"The bad news keeps piling up for Newt Gingrich," says Amanda Paulson in The Christian Science Monitor. His double-digit lead in several national and Iowa-specific polls has evaporated, putting him neck-and-neck with Mitt Romney or, in one new PPP poll of Iowa, behind both Romney and Ron Paul. That PPP poll also has Gingrich's net favorability rating plummeting from +31 two weeks ago to -1 now. Many political junkies had thought Newt's rise to frontrunner status would be more permanent than the short-lived boomlets enjoyed by Michele Bachmann, Rick Perry, and Herman Cain. Why has Gingrich fallen so hard, so fast? Here, five theories:

1. Gingrich was buried under negative ads
The Gingrich campaign is pushing back against an onslaught of TV and radio ads attacking him in Iowa, but the former House speaker's new $242,000 ad buy may be too little, too late. Ron Paul has been hammering Newt for weeks as a phony conservative, and a pro-Romney super PAC has been outspending Gingrich 34 to 1. "The Romney-Paul onslaught is clearly generating a lot of heat, and Gingrich's waxen wings are melting underneath it," says Adam Sorensen at TIME. When you talk to Iowa's caucus-goers, you hear distinct echoes of the ads, says David Weigel at Slate. That proves the attacks are working.

2. GOP voters remembered Newt's many flaws
Many members of the media and the Republican establishment assumed that because they remember Gingrich's many vices, everyone else did, too, and accepted Newt anyway.

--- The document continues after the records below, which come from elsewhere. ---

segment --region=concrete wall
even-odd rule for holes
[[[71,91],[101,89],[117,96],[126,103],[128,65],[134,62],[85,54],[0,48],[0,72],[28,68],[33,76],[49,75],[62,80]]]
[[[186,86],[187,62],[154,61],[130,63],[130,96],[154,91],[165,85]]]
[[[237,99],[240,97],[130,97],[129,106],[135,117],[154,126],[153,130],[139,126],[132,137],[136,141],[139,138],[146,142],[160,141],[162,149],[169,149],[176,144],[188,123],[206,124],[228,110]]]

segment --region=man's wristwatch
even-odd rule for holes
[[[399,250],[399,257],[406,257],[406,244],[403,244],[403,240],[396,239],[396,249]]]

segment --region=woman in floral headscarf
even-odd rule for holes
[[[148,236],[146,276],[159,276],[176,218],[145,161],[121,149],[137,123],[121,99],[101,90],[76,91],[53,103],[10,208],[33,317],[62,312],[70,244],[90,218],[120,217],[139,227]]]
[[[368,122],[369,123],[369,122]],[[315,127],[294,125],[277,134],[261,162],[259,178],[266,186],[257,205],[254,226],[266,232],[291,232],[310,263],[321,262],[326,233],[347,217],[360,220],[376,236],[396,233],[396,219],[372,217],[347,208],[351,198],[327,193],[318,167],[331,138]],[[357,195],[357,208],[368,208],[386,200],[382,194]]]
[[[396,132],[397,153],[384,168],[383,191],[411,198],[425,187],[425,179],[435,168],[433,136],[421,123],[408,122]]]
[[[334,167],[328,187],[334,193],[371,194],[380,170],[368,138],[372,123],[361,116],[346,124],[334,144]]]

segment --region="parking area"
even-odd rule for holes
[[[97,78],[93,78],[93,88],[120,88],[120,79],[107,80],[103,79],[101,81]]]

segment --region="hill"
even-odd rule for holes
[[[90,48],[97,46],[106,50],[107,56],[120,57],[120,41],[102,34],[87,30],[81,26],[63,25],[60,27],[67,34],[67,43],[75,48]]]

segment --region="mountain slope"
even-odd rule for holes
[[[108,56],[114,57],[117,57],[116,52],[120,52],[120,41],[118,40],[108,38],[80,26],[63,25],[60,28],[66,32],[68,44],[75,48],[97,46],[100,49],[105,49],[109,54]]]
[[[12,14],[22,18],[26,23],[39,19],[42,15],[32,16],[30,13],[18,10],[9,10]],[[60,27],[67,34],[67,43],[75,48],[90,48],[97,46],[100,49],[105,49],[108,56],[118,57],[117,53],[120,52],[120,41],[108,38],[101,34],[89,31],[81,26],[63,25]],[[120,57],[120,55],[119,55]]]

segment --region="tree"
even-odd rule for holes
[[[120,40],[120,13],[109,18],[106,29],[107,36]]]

Wrong, says Jennifer Rubin at The Washington Post. Many GOP voters needed a "refresher course in his erratic leadership, his bizarre schemes, and his ethics deficiencies." But once they got it, "the bloom came off the rose." For all the right-wing blog and "talk-radio-show set screams" about the GOP "elites" vs. the base, once Newt's faults "trickled down" to voters, "the base essentially came to agree with those 'elites.'"

3. Newt's attack on the judiciary backfired
Facing a hostile GOP establishment, Gingrich "apparently decided to make a radical, constitutionally dubious assault on federal judges — a favorite right-wing punching bag for decades — the centerpiece of his message," says Steve Kornacki at Salon. But that has only reinforced "whatever doubts rank-and-file Republicans have about his maturity, stability, and electability." Attacking "the only branch of government that enjoys almost 50 percent popular support" is a real head-scratcher, especially given the federal judiciary's recent conservative bent, says Dahlia Lithwick at Slate. It's "a distinct possibility that Newt, the big ideas man, never fully appreciated that the 'war on activist judges' is a talking point, not a position paper."

4. Republicans simply don't trust him
In the end, this wild boom-and-bust GOP primary race has been "a search for trust," says TIME's Sorensen. Already "tarred by a sketchy past," Gingrich's "brazenness" as the frontrunner has only eroded voters' confidence that he wouldn't "mess up what should be a favorable election year" for the GOP. That's why Romney's charge that Gingrich is too "zany" for primetime stings so badly. "Republicans voters trust that Romney can beat Obama," and even though they "hardly trust anything else about him," that might be enough for Mitt to seal the deal.

5. It's just Newt's time to crash and burn
Why is anyone surprised at Gingrich's "swift and sudden rise, followed by a sudden fall"? asks Doug Mataconis at Outside the Beltway. The real shocker would have been if he hadn't "followed the same path as all the other contenders that have arisen since this race started in earnest in August." Having failed to raise money or do anything else you need to do to actually run for president, "Newt's only chance was to catch his wave with less than a week before Iowa," says Noam Scheiber at The New Republic. "Anything else just wasn't going to work for him. And it didn't." He peaked too soon, and couldn't hit back when "the inevitable hazing came."